Parce qu’il est très bien écrit (l’auteur est certes professeur de lettres et traductrice, mais cela n’enlève rien à son talent, qu’elle avait déjà démontré dans la nouvelle Sous le gui), parce qu’il dose avec justesse sentiments, scènes émoustillantes, moments attendrissants et galères de la vie quotidienne, parce qu’il montre la vie telle qu’elle est : compliquée et pleine de contraintes d’organisation (surtout quand on a une horloge calée sur un autre fuseau horaire que le sien), parce que Ryan Gosling est cité dès le chapitre 2 (et rien que cette raison suffirait), parce qu’il y a mille et une autres références réjouissantes (de Star Wars à Robert Downey Jr. en passant par Ross Macdonald, L’Agence tous risques et Victor Hugo, ne cherchez pas à faire des liens, tout n’est que kulture !), parce qu’on arpente Paris jusqu’à l’aimer autant qu’Emilie, parce qu’on apprend des tas de choses sur les cheveux frisés, parce qu’on aime discuter avec les copines sur Facebook, parce qu’il y a des répliques tordantes, parce que Samuel est tout à fait le genre de type qu’on ne laisserait pas dormir dans la baignoire, parce que ça se passe pendant la période de Noël, et donc, parce qu’il le vaut bien, il faut lire L’Homme idéal (en mieux). 

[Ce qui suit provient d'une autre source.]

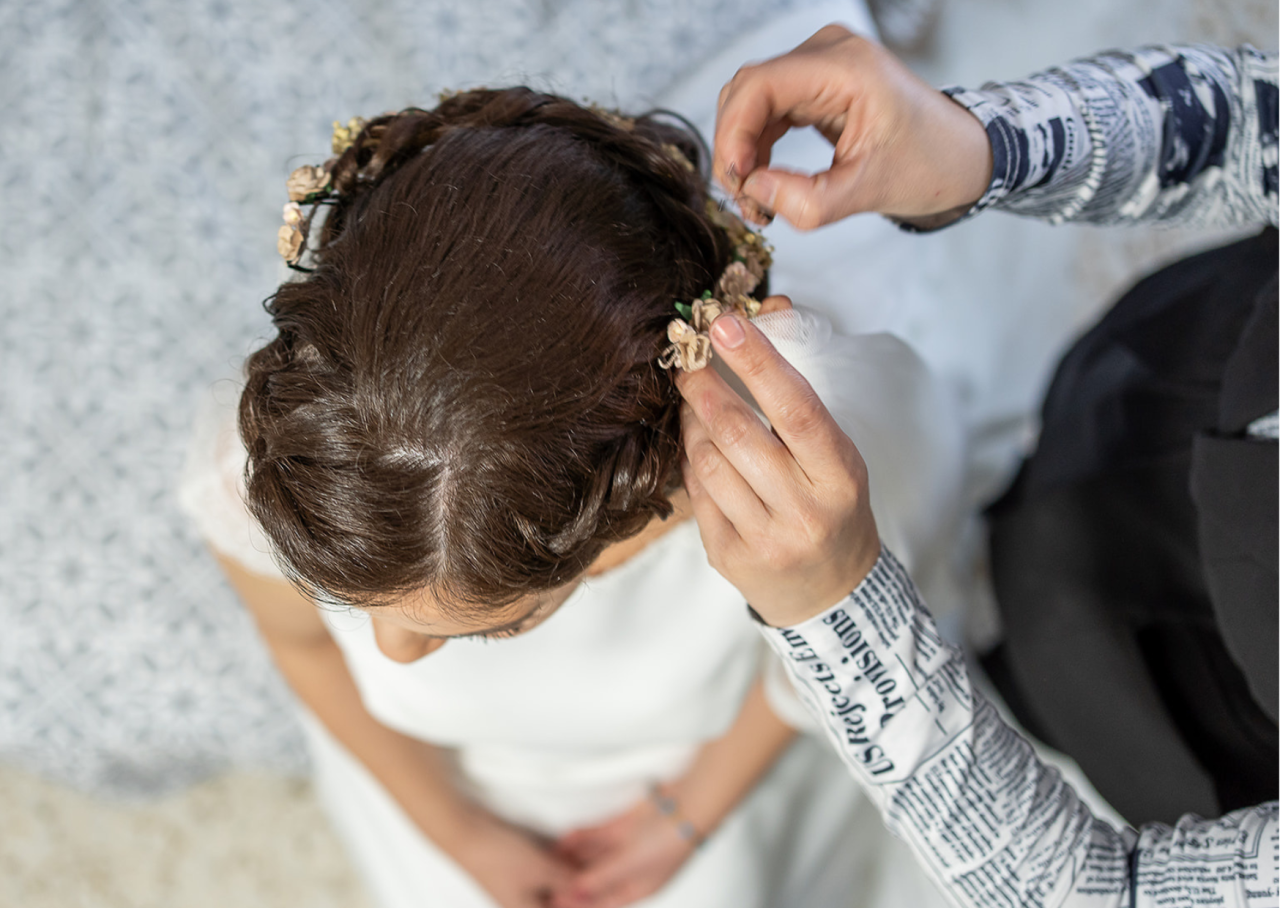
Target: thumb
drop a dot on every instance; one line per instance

Et j’en profite pour dédicacer ce billet à la personne qui m’a fait découvrir Angélique, marquise des Anges. Que ta carrière d’écrivain soit aussi longue que celles de Serge et Anne Golon, Angela !

D’autres avis sont répertoriés sur le blog de l’auteur. Au cas où le mien serait trop subjectif (« qui fait une part exagérée aux opinions personnelles », dit Larousse). En même temps, comment pourrait-il en être autrement sur un blog ? 🙂

L’Homme idéal (en mieux), éd. HQN, déc. 2013, 3.104 p. (en version iPad, haha ! soit 207 pages en livre de poche… quand l’éditeur se décidera à l’envoyer chez l’imprimeur). 3, 99 €.